The final reason is the nature of these vulnerabilities themselves. These aren’t normal software vulnerabilities, where a patch fixes the problem and everyone can move on. These vulnerabilities are in the fundamentals of how the microprocessor operates.

It shouldn’t be surprising that microprocessor designers have been building insecure hardware for 20 years. What’s surprising is that it took 20 years to discover it. In their rush to make computers faster, they weren’t thinking about security. They didn’t have the expertise to find these vulnerabilities. And those who did were too busy finding normal software vulnerabilities to examine microprocessors.

Security researchers are starting to look more closely at these systems, so expect to hear about more vulnerabilities along these lines.

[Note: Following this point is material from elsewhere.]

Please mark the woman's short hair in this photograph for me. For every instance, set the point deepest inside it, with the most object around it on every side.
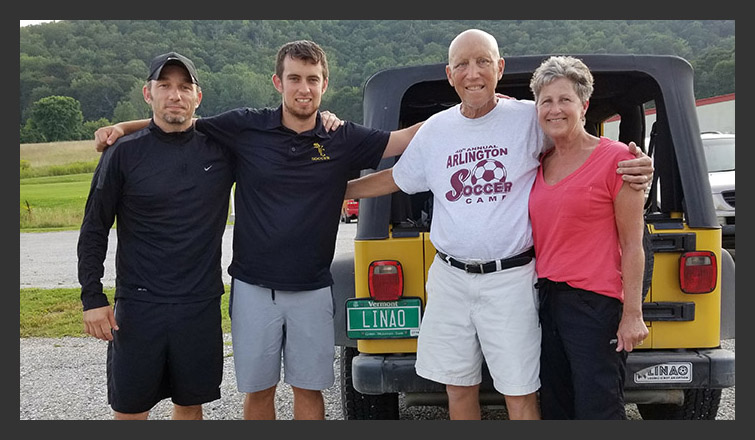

Spectre and Meltdown are pretty catastrophic vulnerabilities, but they only affect the confidentiality of data. Now that they – and the research into the Intel ME vulnerability – have shown researchers where to look, more is coming – and what they’ll find will be worse than either Spectre or Meltdown.

There will be vulnerabilities that will allow attackers to manipulate or delete data across processes, potentially fatal in the computers controlling our cars or implanted medical devices. These will be similarly impossible to fix, and the only strategy will be to throw our devices away and buy new ones.

This isn’t to say you should immediately turn your computers and phones off and not use them for a few years. For the average user, this is just another attack method among many. All the normal security advice still applies: watch for phishing attacks, don’t click on strange e-mail attachments, don’t visit sketchy websites, patch your systems immediately, and generally be careful on the Internet.

You probably won’t notice that performance hit once Meltdown is patched, except maybe in backup programs and networking applications. Embedded systems that do only one task, like your programmable thermostat or the computer in your refrigerator, are unaffected. Small microprocessors that don’t do all of these fancy performance tricks are unaffected. Browsers will figure out how to mitigate this in software. Overall, the security of the average Internet-of-Things device is so bad that this attack is in the noise compared to the previously known risks.

It’s a much bigger problem for cloud vendors; the performance hit will be expensive, but I expect that they’ll figure out some clever way of detecting and blocking the attacks.

But more are coming, and they’ll be worse. 2018 will be the year of microprocessor vulnerabilities, and it’s going to be a wild ride.